Chegados aqui, verificamos que o que diferencia hoje a casa de um rico da de um pobre é o mármore da casa de banho, os móveis da cozinha e o código postal. Tudo o resto, por estrita imposição legal, é semelhante. Ou seja, é quase impossível hoje construir habitação económica ou a custos controlados, porque o legislador foi maximalista em todas as opções. Exemplos: a rotação de uma cadeira de rodas numa casa de banho acessível a deficientes em Espanha são 1,20m; em Portugal, 1,50m. E ainda nos nossos vizinhos, porque é que a largura mínima dos corredores são 0,90m e em Portugal 1,10m? E porque é que um T3 tem obrigatoriamente de ser ventilado em duas fachadas e as zonas de dormir têm de ser segregadas das zonas sociais? Quem foi o cientista social que chamou a si estas decisões e com que base sanitária ou social?
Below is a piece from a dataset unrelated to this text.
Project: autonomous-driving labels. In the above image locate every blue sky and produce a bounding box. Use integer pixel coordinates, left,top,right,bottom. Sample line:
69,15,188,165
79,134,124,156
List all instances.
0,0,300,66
E porque é que em plena era do wi-fi, em Portugal, todos os quartos, salas e cozinhas têm de estar equipados com ficha de Internet e de televisão, como se o nosso desígnio social na transição digital da família passasse por enfiar com as crianças nos quartos a jogar League of Legends? Este último a justificar-se apenas pelo frete do legislador aos operadores de telecomunicações e energia.

Num país rico, como a Suíça, é possível construir um edifício de quatro pisos com apenas um elevador em torno de uma escada aberta (como nós, aliás, construíamos até aos anos 80). Já em Portugal, actualmente, são obrigatórios dois elevadores e a uma escada enclausurada corta-fogo.
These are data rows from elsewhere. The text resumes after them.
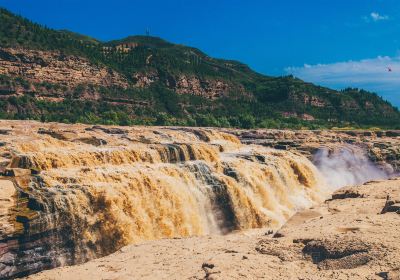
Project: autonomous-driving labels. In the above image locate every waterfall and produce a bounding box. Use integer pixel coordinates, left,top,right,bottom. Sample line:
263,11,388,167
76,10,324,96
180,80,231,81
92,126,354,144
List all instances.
313,145,390,189
0,126,329,275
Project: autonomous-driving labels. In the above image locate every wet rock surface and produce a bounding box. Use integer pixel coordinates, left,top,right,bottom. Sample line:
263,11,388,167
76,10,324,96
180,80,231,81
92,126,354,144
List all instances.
25,179,400,280
0,121,400,279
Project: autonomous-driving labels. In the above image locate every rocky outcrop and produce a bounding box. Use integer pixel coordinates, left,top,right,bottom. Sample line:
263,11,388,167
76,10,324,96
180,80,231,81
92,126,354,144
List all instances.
0,121,328,278
170,75,239,99
0,48,128,87
0,121,400,278
24,179,400,280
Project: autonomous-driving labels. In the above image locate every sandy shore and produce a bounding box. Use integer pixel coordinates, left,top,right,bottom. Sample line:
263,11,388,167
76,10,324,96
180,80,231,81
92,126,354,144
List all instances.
26,179,400,280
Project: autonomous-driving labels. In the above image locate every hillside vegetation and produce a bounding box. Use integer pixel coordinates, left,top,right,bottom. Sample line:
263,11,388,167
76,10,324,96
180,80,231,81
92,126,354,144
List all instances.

E o automóvel, esse ser inanimado de metal e borracha, continua com um lugar central na política de habitação e, seja rico ou pobre, chama a si o mesmo número de lugares por fogo. São dezenas de milhares de metros quadrados de caves de estacionamento construídas com o PRR para dar guarida ao "popó". Será que isto faz sentido para um modelo prospectivo de habitação acessível, quer em termos do tempo e esforço de construção, quer em termos de custo?
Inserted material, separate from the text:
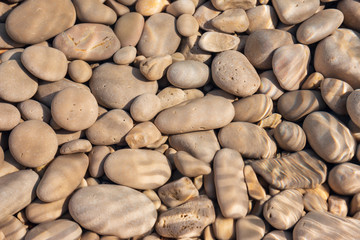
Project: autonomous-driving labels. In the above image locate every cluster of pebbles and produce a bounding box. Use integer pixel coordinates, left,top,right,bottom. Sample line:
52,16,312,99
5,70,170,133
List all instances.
0,0,360,240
Perante isto, que dizer das proclamadas “vias verdes” para os “licenciamentos zero”? O que é isso, perguntam os nossos colegas arquitectos, paisagistas, urbanistas e engenheiros na função pública? Porque é que insistimos na analogia automobilística para algo que é o seu absoluto oposto? Lento, complexo e burocrático. No país das vacas voadoras e da modernização administrativa, não existe um modelo único de submissão dos projectos. Cada plataforma municipal tem diferentes exigências e critérios de medição de áreas cobertas, de caves, balanços e varandas, já para não falar dos casos em que não é sequer possível a submissão electrónica. Fala-se numa plataforma única para breve, financiada pelo PRR. A ver vamos.

O próximo executivo, qualquer que seja a sensibilidade política, deve recolher propostas objectivas e informadas de um grupo alargado de técnicos experientes — sem desprezar aspectos positivos que possam até estar já contemplados no pacote legislativo do novo Código da Construção — e ir ao fundo destas questões, ponto por ponto e reduzir, simplificar, cortar, limitar e resolver. Num modelo, espero eu, minimalista, que permitia às pessoas mais pobres voltarem a conseguir ter casa; não necessariamente a casa perfeita sob os mais exigentes padrões europeus, mas uma casa bem construída e a valores comportáveis para os seus rendimentos.

Como arquitecto, lembro com alguma saudade as cooperativas de habitação que projectámos nos idos anos 90. Como foi possível, há escassos 25-30 anos, entregar dezenas de fogos de qualidade para a classe média que hoje nos parecem de luxo? Parafraseando Charles de Gaulle, a habitação é um assunto demasiado sério para ser deixado aos políticos.